See Your Risk: Calculate how many threats your SEG is missing
Google Forms is an increasingly common vehicle for phishing-adjacent data collection because it solves three problems for attackers simultaneously. First, the form is hosted on Google's own domain, inheriting its TLS certificate, domain reputation, and implicit trust. Second, the form URL is long and opaque, making it difficult for recipients to assess the destination before clicking. Third, Google Forms can be configured to automatically collect the respondent's email address, meaning the attacker captures identity data regardless of what the form fields request.

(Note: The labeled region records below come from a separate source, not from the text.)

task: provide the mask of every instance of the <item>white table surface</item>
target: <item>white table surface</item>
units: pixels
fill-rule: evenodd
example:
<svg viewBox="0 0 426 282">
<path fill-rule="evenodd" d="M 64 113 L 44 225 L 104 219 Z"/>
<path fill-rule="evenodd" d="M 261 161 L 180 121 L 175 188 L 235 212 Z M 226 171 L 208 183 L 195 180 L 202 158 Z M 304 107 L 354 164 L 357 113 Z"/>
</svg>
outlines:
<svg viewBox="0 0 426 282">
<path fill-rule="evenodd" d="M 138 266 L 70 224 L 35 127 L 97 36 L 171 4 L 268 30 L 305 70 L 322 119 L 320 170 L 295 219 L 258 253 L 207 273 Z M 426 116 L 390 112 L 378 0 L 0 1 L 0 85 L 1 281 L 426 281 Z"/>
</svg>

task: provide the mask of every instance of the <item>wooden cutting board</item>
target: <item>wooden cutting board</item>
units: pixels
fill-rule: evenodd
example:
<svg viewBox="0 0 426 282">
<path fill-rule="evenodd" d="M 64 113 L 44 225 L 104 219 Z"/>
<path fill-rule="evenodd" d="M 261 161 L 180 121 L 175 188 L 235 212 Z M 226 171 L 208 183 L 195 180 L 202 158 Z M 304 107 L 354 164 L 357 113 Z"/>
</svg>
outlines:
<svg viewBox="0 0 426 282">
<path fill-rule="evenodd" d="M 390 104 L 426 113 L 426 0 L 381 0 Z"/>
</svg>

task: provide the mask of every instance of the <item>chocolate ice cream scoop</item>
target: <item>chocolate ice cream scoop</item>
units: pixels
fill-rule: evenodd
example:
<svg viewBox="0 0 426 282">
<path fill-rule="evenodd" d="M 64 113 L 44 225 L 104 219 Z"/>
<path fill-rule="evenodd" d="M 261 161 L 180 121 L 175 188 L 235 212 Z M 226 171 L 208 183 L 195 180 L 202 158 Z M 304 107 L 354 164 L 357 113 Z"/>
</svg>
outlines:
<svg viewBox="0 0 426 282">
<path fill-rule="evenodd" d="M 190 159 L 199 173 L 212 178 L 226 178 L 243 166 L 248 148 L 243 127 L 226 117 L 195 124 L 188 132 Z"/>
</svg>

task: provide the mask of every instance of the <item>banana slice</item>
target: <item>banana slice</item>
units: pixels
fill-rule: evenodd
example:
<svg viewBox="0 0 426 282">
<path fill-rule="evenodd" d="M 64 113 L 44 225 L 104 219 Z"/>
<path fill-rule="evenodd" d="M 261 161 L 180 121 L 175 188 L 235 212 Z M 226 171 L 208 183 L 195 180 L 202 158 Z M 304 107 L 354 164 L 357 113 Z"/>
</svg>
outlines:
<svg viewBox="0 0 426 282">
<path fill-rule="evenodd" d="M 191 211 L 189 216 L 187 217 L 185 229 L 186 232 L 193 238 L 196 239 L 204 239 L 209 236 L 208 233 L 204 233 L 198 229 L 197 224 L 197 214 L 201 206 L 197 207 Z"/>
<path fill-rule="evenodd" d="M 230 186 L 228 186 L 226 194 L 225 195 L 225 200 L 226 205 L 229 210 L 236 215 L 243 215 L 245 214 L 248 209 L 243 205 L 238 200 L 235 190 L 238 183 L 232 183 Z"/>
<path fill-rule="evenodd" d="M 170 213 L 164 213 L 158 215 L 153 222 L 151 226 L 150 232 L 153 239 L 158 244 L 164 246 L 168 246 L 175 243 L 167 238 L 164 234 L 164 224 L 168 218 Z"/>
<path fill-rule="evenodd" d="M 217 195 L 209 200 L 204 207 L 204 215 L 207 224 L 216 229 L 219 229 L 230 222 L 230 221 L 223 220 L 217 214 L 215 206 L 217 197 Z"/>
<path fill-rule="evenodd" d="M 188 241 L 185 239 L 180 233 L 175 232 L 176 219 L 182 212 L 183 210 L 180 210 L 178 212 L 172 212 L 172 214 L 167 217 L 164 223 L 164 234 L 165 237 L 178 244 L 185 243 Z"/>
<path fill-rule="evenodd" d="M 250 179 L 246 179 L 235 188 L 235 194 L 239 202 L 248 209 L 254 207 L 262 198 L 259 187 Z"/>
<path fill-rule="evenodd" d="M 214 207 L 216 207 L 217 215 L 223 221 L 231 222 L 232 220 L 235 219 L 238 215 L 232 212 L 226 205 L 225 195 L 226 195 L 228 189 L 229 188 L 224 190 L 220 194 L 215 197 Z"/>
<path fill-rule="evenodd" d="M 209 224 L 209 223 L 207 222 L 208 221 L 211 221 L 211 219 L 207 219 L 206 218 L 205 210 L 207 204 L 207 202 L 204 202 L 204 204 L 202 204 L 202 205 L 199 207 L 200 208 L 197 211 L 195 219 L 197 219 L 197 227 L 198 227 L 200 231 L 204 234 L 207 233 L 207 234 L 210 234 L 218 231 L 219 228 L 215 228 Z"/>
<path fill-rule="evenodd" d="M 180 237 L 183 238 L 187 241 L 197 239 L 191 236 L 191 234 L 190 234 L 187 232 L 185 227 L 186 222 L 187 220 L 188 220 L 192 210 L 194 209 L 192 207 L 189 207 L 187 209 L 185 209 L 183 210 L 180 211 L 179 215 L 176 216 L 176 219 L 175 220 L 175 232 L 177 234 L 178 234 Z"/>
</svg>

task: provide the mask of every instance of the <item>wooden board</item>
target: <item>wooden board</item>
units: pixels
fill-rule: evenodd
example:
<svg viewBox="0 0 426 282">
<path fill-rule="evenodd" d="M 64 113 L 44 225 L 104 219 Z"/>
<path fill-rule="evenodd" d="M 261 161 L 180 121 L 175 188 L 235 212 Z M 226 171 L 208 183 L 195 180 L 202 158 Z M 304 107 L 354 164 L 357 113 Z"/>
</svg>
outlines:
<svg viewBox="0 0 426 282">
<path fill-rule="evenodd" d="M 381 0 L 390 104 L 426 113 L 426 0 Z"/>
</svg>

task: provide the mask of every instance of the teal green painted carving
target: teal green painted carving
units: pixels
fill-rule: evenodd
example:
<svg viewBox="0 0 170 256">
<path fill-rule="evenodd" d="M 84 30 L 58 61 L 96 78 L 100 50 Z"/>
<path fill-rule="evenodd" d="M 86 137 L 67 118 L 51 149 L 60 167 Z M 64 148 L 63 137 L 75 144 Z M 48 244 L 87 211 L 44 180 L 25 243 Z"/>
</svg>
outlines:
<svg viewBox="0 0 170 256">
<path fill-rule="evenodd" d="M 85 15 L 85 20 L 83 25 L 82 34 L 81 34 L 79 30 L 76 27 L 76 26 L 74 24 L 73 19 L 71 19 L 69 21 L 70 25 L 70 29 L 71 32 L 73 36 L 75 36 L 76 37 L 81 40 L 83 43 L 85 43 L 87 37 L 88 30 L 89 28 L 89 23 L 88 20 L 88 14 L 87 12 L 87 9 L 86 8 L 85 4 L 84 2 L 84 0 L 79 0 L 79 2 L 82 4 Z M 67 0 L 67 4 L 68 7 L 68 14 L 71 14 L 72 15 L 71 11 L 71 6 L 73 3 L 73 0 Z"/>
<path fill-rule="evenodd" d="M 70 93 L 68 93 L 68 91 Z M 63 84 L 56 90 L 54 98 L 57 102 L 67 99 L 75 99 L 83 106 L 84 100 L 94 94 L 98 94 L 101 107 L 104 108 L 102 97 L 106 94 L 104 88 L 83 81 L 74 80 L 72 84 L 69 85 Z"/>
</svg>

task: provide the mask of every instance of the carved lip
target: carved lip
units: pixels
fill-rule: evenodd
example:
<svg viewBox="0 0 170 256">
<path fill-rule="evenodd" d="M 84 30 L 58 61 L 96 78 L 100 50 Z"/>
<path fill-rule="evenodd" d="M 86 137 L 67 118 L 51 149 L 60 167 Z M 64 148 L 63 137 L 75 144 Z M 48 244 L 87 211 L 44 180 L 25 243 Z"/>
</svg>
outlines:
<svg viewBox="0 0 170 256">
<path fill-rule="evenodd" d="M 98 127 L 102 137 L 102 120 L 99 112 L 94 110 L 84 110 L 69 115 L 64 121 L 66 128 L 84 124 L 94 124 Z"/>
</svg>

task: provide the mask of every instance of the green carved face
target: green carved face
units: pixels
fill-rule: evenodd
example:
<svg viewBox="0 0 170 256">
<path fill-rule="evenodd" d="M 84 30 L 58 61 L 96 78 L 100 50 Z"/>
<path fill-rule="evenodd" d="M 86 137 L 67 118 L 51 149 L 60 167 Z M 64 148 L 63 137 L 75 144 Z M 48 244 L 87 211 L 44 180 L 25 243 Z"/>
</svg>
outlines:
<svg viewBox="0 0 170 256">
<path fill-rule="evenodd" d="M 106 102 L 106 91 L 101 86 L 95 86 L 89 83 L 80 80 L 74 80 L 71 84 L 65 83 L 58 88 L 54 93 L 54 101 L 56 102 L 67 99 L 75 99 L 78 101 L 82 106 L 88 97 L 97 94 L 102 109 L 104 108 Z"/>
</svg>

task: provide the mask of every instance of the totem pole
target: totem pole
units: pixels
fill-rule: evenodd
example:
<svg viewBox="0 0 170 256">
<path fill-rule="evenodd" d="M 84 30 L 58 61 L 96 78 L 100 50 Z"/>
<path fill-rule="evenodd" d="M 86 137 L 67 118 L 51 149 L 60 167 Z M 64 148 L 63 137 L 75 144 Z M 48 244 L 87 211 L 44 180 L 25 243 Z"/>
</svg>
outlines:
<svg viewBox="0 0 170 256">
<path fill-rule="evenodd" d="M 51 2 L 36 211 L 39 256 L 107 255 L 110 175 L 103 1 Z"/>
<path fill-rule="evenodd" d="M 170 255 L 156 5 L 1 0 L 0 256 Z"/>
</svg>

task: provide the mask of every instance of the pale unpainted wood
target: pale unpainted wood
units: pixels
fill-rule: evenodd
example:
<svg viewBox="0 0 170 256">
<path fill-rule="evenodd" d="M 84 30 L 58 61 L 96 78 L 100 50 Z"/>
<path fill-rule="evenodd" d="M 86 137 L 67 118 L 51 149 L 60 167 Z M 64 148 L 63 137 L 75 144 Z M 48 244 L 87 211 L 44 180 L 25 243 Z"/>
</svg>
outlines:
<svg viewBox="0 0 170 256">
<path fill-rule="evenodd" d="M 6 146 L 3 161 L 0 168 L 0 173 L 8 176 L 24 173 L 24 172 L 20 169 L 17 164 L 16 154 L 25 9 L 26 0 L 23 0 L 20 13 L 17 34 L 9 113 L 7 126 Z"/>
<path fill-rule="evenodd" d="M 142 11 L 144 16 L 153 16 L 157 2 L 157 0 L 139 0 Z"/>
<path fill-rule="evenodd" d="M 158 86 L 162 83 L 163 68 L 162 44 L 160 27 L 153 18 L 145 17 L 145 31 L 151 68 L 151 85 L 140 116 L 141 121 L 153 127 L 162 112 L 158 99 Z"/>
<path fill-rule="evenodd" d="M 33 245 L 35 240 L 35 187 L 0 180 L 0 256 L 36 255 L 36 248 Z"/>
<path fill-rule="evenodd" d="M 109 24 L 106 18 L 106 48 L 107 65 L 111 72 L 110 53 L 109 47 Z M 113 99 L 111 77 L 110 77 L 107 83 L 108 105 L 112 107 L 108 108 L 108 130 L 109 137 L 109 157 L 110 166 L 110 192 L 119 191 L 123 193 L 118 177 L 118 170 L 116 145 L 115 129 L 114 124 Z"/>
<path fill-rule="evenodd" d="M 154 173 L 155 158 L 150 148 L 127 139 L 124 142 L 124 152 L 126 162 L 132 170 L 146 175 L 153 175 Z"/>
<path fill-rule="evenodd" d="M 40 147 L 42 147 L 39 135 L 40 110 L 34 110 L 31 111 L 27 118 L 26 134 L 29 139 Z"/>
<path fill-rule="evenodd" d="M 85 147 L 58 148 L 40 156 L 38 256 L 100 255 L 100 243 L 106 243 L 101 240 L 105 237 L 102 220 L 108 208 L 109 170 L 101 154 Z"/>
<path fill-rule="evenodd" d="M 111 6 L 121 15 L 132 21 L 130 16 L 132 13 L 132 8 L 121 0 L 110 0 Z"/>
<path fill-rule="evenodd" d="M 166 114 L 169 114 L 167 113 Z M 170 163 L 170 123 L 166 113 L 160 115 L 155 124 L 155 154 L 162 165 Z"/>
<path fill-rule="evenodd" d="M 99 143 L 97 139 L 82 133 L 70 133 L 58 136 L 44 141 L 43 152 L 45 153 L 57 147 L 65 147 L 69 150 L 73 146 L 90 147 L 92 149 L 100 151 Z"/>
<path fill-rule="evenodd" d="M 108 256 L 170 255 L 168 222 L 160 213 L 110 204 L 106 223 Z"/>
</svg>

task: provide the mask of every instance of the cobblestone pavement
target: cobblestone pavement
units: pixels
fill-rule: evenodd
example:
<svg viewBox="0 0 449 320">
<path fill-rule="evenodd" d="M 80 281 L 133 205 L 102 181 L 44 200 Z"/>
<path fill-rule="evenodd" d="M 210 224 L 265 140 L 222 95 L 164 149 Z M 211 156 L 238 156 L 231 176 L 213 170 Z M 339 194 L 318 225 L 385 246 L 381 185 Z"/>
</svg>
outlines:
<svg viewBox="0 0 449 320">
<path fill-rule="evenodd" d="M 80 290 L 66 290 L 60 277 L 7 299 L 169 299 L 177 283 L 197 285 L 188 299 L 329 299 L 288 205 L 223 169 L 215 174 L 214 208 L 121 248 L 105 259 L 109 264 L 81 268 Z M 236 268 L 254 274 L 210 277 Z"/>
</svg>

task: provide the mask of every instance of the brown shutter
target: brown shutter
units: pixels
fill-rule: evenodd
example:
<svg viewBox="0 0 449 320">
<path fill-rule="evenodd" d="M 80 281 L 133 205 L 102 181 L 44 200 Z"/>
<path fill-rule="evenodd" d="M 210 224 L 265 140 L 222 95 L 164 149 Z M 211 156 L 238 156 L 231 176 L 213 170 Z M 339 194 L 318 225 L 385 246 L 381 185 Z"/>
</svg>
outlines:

In this case, the form was embedded in what appeared to be a legitimate voting process for conference session themes. The social engineering worked at the organizational level: recipients who were involved in the conference planning would have expected exactly this kind of request. The attacker (or compromised account) was leveraging real organizational context to make the ask indistinguishable from routine coordination.
The MITRE ATT&CK framework classifies this as T1598.003 (Phishing for Information: Spearphishing Link), where the objective is data collection rather than malware delivery. Combined with T1566.002 (Spearphishing Link) and T1656 (Impersonation), the technique chain maps a low-noise, high-yield social engineering operation.
| Indicator | Type | Context |
|---|---|---|
| kinderr@praecipio[.]com | Authenticated sending address (display name impersonation) | |
| praecipio[.]com | Domain | Sending domain, registered 2003, Google Workspace, DMARC p=none |
| 2607:f8b0:4864:20::32a | IP | Google mail relay (SPF authorized) |
| docs[.]google[.]com/forms/d/e/1FAIpQLScJCX0wlkYy7ncgA6fMc1uNx678RLzWg8qPYMzUsaf5U43PrA/viewform | URL | Google Form data-collection endpoint |
spf=pass, dkim=pass, dmarc=pass | Auth | Full authentication suite passed |
compauth=pass reason=100 | Auth | Microsoft composite authentication, maximum confidence |
SCL=1 | Spam Score | Low spam confidence, effectively trusted |
SFTY:9.25 | Flag | Microsoft safety tip: display name impersonation detected |
DMARC p=none | Policy | Monitoring only, no enforcement on authentication failures |
| iPhone Mail (23D8133) | X-Mailer | Message composed on iOS Mail client |
IRONSCALES flagged this message at 54% confidence based on behavioral signals that no authentication protocol evaluates: the display name matched a known contact but the sending address did not, the sender domain had never communicated with the organization in this pattern before, and the embedded Google Form represented an external data-collection point delivered under the guise of internal coordination.
Four mailboxes received the message. All four were quarantined within hours.
Organizations should enforce strict DMARC policies (p=reject) on their own domains to prevent outbound impersonation. But inbound display name impersonation from authenticated external domains requires a different defense: behavioral AI that cross-references display names against known contact databases, flags mismatches between display identity and sending address, and evaluates the contextual plausibility of embedded data-collection links. The IBM Cost of a Data Breach Report 2024 found the average cost of a data breach reached $4.88 million. That number starts with someone trusting a familiar name attached to an unfamiliar address.
The display name is the last unprotected field in email. Until your security stack treats it as an attack surface, it will keep being one.